To continue our discussions of World Literature as a theoretical concept in more depth, we will discuss four crucial articles in the field and also the preface and introduction to my new book where I use this framework.
Each of you should consider yourselves “experts” on one of these articles, which means roughly 8 people should read each one carefully and be ready to present it. But you should have read all five works at least quickly.
The first is a classic and is accompanied by many others that bolster Moretti’s still controversial position against close reading, favouring “distant” reading. Mufti’s is more recent and provides a crucial discussion of Orientalism’s links to the institutionalization of World Literature. Tanoukhi’s piece focuses on the context of Africa and elaborates on some of the larger problems with World Literature through her discussion of art and literature. Nadia al-Baghdadi concentrates on putting the way in which Arabic literature has been studied traditionally into conversation with ideas underpinning World Literature as a concept. My new book uses World Literature as a framework to think through the way in which we talk about Lebanese women writers who use Arabic words/language in their texts written in standard French. All of these works are available through the McGill library system. I have copied links below, but it is your responsibility to find and read these articles/chapters.

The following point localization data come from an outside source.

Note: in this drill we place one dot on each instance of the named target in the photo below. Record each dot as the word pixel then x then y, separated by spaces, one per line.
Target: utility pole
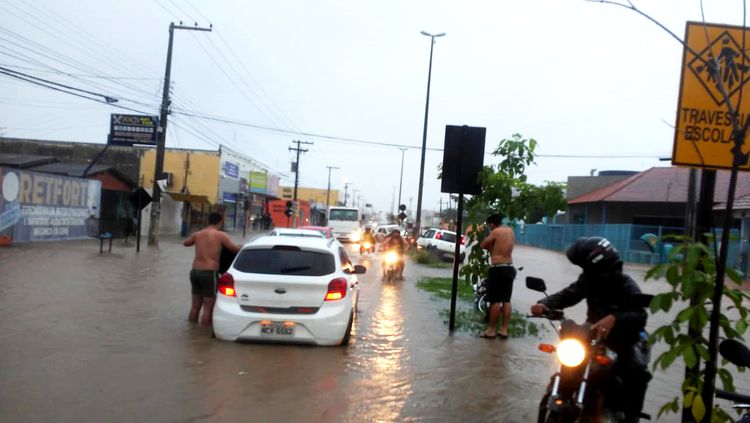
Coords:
pixel 296 165
pixel 401 180
pixel 346 192
pixel 153 228
pixel 328 192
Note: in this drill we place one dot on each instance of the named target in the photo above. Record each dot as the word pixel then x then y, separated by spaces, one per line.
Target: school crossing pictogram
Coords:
pixel 733 67
pixel 704 128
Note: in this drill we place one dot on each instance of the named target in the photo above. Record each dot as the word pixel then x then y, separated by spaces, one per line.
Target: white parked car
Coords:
pixel 440 242
pixel 288 289
pixel 296 232
pixel 383 231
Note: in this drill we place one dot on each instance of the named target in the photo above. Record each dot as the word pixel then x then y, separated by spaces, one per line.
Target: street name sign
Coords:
pixel 704 132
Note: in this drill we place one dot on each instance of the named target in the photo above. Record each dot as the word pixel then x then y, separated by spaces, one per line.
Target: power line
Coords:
pixel 107 98
pixel 72 93
pixel 61 57
pixel 82 75
pixel 232 81
pixel 395 145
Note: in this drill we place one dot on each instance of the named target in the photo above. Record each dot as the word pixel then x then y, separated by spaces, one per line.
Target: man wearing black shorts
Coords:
pixel 206 264
pixel 500 243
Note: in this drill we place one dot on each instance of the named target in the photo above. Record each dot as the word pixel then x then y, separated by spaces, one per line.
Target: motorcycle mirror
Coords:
pixel 536 284
pixel 735 352
pixel 641 300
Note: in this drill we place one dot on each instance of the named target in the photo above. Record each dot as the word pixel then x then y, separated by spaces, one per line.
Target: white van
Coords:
pixel 345 223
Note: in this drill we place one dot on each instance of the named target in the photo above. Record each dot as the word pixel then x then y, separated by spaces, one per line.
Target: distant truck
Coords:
pixel 345 223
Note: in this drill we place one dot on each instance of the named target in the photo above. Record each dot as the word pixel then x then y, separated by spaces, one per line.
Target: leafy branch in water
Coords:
pixel 691 272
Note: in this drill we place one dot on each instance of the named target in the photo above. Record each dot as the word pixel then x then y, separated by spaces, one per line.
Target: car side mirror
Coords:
pixel 735 352
pixel 536 284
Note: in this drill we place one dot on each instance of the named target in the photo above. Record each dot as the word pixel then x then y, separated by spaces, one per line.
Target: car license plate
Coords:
pixel 276 328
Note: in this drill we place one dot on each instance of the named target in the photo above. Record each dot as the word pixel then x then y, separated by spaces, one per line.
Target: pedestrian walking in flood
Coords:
pixel 208 243
pixel 500 243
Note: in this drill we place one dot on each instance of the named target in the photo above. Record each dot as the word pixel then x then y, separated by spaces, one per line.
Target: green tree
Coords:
pixel 691 272
pixel 505 190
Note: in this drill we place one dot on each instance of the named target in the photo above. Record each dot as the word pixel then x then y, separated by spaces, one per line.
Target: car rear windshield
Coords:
pixel 449 237
pixel 338 214
pixel 285 261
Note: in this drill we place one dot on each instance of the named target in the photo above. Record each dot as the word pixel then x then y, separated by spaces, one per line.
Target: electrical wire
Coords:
pixel 106 97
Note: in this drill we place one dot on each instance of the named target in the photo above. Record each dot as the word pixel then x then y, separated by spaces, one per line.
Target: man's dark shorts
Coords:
pixel 203 282
pixel 500 284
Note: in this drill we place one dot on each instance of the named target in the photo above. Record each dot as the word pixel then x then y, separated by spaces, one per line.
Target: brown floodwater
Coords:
pixel 104 337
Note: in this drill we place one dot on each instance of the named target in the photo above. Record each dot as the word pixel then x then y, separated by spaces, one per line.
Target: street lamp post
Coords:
pixel 328 192
pixel 417 224
pixel 346 191
pixel 401 180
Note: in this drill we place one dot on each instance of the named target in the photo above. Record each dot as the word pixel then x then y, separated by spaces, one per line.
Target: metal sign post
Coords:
pixel 463 160
pixel 710 134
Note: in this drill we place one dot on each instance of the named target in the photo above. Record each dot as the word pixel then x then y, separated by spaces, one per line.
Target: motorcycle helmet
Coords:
pixel 594 254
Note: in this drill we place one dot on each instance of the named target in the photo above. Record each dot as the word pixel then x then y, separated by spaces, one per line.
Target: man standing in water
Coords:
pixel 500 243
pixel 205 272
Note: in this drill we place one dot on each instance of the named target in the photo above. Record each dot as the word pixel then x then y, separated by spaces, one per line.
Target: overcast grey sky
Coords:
pixel 582 78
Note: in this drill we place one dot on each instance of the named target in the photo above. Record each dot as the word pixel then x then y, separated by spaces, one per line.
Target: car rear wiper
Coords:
pixel 294 269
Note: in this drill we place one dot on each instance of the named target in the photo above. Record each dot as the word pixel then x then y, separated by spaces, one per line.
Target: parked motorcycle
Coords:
pixel 366 247
pixel 738 354
pixel 575 389
pixel 391 269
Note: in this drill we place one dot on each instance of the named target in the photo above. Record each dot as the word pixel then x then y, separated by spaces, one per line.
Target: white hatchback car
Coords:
pixel 441 242
pixel 288 289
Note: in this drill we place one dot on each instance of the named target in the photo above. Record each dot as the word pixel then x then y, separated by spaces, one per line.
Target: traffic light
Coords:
pixel 402 215
pixel 289 208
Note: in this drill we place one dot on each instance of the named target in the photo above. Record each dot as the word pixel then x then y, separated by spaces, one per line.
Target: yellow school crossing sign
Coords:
pixel 703 135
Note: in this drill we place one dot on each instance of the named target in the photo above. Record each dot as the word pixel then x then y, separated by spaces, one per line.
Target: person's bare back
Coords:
pixel 500 243
pixel 208 243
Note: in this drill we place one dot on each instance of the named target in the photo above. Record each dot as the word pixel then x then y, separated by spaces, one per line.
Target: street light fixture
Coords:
pixel 418 221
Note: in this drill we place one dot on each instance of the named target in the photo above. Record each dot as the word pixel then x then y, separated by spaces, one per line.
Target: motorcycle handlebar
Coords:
pixel 551 314
pixel 732 396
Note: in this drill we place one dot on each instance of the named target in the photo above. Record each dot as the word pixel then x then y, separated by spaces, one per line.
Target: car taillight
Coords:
pixel 336 289
pixel 226 285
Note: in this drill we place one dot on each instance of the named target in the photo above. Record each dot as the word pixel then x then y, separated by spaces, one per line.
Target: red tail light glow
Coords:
pixel 226 285
pixel 548 348
pixel 336 289
pixel 603 360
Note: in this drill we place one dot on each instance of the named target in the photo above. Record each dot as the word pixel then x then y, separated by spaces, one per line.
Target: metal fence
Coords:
pixel 626 238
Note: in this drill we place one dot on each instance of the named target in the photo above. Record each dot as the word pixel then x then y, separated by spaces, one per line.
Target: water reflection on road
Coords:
pixel 89 337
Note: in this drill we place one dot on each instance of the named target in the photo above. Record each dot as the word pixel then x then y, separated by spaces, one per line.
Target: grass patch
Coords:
pixel 430 260
pixel 468 318
pixel 442 288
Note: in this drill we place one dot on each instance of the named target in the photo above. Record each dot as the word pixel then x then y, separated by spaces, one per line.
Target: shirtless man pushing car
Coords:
pixel 205 272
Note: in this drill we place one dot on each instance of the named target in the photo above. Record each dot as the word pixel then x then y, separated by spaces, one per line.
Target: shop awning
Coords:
pixel 190 198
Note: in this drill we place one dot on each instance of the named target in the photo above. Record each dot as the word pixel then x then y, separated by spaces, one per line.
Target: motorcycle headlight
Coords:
pixel 571 352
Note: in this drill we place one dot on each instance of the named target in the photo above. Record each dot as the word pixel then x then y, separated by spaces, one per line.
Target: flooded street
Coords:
pixel 90 337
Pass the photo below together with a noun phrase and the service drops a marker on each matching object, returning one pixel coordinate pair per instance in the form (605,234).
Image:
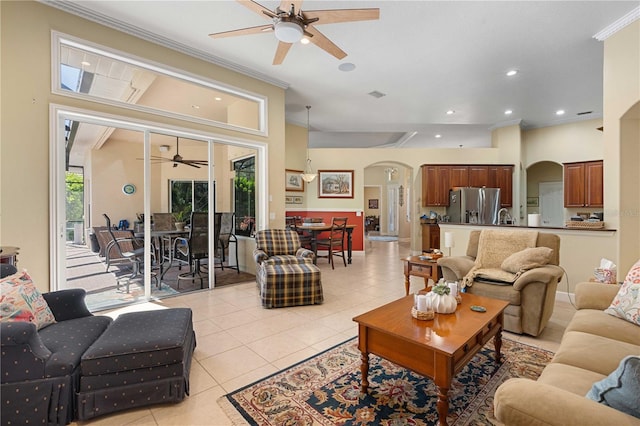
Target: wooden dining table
(315,230)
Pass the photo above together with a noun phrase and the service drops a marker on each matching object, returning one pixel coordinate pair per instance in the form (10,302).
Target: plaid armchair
(280,246)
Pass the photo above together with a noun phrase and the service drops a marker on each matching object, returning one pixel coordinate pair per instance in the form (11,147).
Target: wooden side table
(417,267)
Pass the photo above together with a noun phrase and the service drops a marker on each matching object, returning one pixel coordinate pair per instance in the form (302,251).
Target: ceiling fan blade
(255,7)
(325,44)
(342,15)
(243,31)
(281,52)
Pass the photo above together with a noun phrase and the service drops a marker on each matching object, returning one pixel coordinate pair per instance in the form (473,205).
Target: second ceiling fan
(290,24)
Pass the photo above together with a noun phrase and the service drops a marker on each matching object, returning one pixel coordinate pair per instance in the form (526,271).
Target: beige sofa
(531,297)
(593,345)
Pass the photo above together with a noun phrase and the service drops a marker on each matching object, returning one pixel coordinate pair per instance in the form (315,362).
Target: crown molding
(78,10)
(613,28)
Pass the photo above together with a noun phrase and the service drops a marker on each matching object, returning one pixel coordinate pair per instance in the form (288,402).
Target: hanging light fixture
(308,175)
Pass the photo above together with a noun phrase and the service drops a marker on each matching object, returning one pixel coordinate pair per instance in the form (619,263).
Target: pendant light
(308,175)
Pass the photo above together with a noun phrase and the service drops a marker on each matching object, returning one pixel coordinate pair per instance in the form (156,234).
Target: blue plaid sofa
(285,271)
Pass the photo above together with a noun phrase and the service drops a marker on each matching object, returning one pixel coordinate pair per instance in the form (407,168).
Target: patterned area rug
(325,390)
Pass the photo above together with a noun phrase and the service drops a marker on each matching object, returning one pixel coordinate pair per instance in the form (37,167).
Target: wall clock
(129,188)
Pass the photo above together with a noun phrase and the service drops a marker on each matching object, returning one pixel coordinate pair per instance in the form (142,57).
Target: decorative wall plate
(129,188)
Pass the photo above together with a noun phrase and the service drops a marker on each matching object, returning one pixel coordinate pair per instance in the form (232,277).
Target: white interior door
(551,203)
(392,210)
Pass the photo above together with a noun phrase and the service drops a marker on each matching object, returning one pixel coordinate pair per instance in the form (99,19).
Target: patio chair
(334,243)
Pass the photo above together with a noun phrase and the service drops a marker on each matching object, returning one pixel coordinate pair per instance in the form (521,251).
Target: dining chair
(334,243)
(194,248)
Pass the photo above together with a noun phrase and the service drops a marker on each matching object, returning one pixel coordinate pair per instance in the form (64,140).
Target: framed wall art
(293,181)
(335,183)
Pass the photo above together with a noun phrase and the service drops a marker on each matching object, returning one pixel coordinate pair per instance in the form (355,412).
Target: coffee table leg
(364,371)
(443,405)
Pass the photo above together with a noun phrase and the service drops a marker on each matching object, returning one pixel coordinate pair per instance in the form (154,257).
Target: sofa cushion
(68,340)
(597,322)
(526,259)
(626,304)
(596,353)
(20,300)
(141,340)
(621,388)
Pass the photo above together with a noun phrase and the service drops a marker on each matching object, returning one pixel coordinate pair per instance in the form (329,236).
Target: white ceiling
(426,56)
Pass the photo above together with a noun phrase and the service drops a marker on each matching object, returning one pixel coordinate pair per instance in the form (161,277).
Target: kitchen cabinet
(583,184)
(436,182)
(501,176)
(430,236)
(479,176)
(459,176)
(438,179)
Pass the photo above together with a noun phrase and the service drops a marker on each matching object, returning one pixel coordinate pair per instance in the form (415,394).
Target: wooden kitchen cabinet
(479,176)
(436,181)
(583,184)
(502,177)
(430,236)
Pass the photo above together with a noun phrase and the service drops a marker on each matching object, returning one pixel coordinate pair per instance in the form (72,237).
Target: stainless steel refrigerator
(474,205)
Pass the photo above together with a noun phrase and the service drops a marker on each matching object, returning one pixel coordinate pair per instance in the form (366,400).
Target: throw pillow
(20,300)
(526,259)
(621,388)
(626,304)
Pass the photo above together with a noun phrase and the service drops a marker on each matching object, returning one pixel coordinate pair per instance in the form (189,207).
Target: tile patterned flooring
(239,342)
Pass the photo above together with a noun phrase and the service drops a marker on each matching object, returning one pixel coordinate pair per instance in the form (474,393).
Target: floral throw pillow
(20,300)
(626,304)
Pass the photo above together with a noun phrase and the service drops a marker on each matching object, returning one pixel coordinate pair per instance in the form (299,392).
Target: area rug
(325,390)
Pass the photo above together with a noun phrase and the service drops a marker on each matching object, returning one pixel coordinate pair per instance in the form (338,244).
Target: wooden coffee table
(437,348)
(425,268)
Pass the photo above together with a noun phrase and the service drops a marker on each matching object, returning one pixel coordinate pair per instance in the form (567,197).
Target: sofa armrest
(595,295)
(304,253)
(67,304)
(543,274)
(527,402)
(259,256)
(454,268)
(24,356)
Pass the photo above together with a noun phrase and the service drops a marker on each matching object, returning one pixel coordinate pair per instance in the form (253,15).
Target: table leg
(443,405)
(364,371)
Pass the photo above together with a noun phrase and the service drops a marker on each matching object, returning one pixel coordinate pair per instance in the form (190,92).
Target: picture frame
(335,183)
(293,181)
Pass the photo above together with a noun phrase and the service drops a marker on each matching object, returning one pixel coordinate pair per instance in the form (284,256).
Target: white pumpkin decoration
(442,300)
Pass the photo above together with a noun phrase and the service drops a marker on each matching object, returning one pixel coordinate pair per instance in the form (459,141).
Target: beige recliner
(532,295)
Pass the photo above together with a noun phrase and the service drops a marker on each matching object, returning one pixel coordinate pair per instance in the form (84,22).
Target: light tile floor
(239,342)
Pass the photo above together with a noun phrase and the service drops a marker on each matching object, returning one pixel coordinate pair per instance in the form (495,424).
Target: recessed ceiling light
(346,67)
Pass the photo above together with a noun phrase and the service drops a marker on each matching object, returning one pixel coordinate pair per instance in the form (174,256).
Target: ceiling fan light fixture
(288,32)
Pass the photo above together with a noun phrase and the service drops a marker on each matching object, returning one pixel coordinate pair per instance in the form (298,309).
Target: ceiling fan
(177,159)
(290,24)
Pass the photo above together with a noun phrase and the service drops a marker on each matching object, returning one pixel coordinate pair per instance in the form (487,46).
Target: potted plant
(181,218)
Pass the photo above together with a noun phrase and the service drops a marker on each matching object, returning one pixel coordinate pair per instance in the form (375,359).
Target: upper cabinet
(583,184)
(437,180)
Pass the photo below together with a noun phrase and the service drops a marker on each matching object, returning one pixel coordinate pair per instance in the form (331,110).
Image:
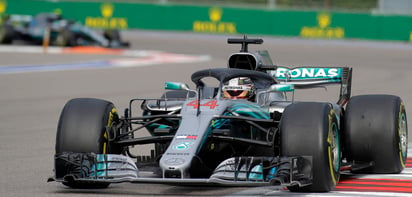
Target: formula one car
(58,31)
(217,134)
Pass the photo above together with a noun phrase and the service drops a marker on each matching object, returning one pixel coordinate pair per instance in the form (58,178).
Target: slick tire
(376,131)
(312,129)
(82,129)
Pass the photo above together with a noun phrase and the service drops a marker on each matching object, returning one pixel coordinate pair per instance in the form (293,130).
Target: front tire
(376,131)
(312,129)
(82,129)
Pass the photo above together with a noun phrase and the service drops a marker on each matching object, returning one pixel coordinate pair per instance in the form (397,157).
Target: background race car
(52,28)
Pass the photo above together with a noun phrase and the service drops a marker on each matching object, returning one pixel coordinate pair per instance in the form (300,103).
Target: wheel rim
(334,146)
(403,135)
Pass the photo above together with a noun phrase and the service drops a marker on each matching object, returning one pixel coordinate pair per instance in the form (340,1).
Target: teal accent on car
(175,86)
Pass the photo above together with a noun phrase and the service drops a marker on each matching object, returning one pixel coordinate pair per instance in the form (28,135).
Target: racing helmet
(239,88)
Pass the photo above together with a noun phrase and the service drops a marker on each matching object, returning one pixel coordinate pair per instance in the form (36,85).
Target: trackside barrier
(227,20)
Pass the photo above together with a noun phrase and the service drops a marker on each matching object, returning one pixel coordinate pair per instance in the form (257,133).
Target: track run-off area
(35,83)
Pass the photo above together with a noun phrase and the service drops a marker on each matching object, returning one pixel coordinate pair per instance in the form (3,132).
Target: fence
(220,19)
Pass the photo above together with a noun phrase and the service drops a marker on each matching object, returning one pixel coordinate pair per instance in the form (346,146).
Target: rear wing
(309,77)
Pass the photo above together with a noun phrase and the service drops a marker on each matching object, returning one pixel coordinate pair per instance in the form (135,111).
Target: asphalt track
(35,85)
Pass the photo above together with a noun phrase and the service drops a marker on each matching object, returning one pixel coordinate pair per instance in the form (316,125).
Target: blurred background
(311,19)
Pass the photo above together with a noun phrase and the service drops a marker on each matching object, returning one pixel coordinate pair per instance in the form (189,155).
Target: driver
(239,88)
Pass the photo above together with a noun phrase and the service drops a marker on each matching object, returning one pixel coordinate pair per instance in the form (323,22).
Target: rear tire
(82,129)
(376,131)
(312,129)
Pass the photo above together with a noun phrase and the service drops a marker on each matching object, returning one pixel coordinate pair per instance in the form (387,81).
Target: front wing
(235,171)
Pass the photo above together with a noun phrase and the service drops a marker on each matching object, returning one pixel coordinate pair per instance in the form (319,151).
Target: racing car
(243,129)
(58,32)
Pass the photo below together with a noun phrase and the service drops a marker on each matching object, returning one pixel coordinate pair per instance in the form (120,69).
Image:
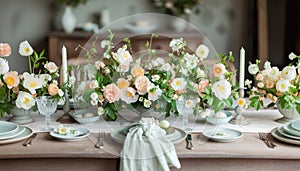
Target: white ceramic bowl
(219,120)
(86,120)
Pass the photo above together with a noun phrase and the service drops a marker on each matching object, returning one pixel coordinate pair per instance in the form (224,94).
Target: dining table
(246,153)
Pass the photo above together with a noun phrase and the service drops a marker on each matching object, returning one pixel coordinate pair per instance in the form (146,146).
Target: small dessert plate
(223,134)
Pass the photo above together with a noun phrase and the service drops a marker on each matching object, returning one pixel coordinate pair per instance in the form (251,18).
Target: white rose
(253,69)
(25,49)
(221,89)
(282,85)
(25,100)
(51,67)
(4,67)
(202,51)
(289,73)
(292,56)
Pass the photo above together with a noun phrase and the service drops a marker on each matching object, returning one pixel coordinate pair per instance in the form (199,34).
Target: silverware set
(268,142)
(100,139)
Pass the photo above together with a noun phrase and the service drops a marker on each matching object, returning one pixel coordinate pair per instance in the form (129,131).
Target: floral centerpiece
(20,90)
(280,87)
(123,80)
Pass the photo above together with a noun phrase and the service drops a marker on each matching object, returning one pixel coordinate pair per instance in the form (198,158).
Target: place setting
(12,133)
(288,133)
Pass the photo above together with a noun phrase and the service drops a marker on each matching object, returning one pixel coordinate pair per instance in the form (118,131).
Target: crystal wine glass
(185,106)
(46,106)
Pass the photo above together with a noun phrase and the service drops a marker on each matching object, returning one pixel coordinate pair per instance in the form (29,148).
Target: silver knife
(189,142)
(29,140)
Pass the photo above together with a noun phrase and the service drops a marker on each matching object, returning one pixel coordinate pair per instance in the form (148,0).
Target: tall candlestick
(64,65)
(242,68)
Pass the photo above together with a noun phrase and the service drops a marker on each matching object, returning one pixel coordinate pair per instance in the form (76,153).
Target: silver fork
(101,137)
(264,137)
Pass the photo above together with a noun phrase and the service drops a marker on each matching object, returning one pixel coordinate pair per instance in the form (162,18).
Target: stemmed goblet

(1) Franco Moretti, “Conjectures on World Literature,” New Left Review
(2) Aamer Mufti, “Orientalism and the Institution of World Literature,” Critical Inquiry 36 (Spring 2010)
(3) Nirvana Tanoukhi, “The Scale of World Literature,” New Literary History, 39: 3 (2008) pp.599-617
(4) Nadia al-Baghdadi, “Registers of Arabic Literary History,” New Literary History, 39: 3 (2008): 437-461.
(5) Michelle Hartman, preface and introduction, Native Tongue, Stranger Talk: The Arabic and French Literary Landscapes of Lebanon (Syracuse: Syracuse University Press, 2014).
(NB: You must be connected through the McGill system, or another system that subscribes to JSTOR and project MUSE to download most of these articles, I will upload mine ASAP…).